Pablo Rodríguez de Ledesma Vega
Mis amigos, a los que aprecio sinceramente, son una fuente de inspiración inagotable. En nuestras últimas reuniones mantienen una actitud radicalmente agresiva y ofensiva contra Donald Trump por todo lo que está impulsando en el mundo, actuando por su cuenta y sin contar con el beneplácito de Europa.

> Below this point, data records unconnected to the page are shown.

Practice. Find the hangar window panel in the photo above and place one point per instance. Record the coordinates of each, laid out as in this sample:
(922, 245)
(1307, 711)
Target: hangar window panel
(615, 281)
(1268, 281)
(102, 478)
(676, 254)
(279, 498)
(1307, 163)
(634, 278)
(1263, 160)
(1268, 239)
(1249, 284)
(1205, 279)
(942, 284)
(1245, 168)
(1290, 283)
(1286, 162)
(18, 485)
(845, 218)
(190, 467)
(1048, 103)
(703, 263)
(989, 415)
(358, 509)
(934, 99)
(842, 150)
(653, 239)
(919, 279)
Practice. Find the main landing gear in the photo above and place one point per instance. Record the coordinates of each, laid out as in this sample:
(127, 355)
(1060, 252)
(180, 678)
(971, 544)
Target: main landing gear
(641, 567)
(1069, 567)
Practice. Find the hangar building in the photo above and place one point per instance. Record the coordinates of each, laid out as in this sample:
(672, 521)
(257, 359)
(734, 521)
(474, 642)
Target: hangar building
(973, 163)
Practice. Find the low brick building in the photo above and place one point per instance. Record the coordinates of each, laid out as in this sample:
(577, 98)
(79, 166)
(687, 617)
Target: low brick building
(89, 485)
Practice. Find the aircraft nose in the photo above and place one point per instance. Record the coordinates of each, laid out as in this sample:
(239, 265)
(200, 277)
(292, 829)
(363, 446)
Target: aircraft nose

Es difícil defender al personaje. Resulta prepotente, arrogante y de modales desastrosos. Me hizo gracia saber que su propia esposa, Melania, le corrige algunos de esos modales públicamente, como en sus famosos pasos de baile.
Pero las formas, siendo muy importantes, no lo son todo. Están surgiendo nuevos líderes a los que les importan poco los modales. Son aquellos que toman decisiones valientes sin preocuparse por el rédito político a corto plazo. Su motivación parece ser su país, y si para ello tienen que tomar medidas impopulares, no dudan en hacerlo.
Nayib Bukele, Javier Milei, Giorgia Meloni, Viktor Orbán… están demostrando que no trabajan para su imagen. Y parece que los resultados les están acompañando. Esto incomoda a los “woke”, siempre tan preocupados por el “qué dirán”, por las normas, el buenismo y el quedabien.
Recuerdo que, en mis primeros años profesionales, mi empresa decidió enviar a la nueva factoría adquirida en un país del Este, a un director de planta conocido por su mano de hierro. En cuatro años, la fábrica —antes degradada por su baja productividad, su escasa calidad y sus chanchullos— se puso a nivel europeo, convirtiéndose en la joya de la corona de la empresa.
Tiempos difíciles exigen dirigentes valientes, que sean capaces de tomar decisiones impopulares pensando en el bien común. Lideres que recortan gastos, suprimen organismos innecesarios, exigen resultados, esfuerzo y trabajo, que invierten en lo necesario – aunque no sea visible – que se enfrentan a la corrupción y que repone la moral social. Una vez que tenemos esto claro nos queda por decidir si, después de años con líderes mediocres y corruptos, es Feijoo el líder que España necesita para un cambio de rumbo.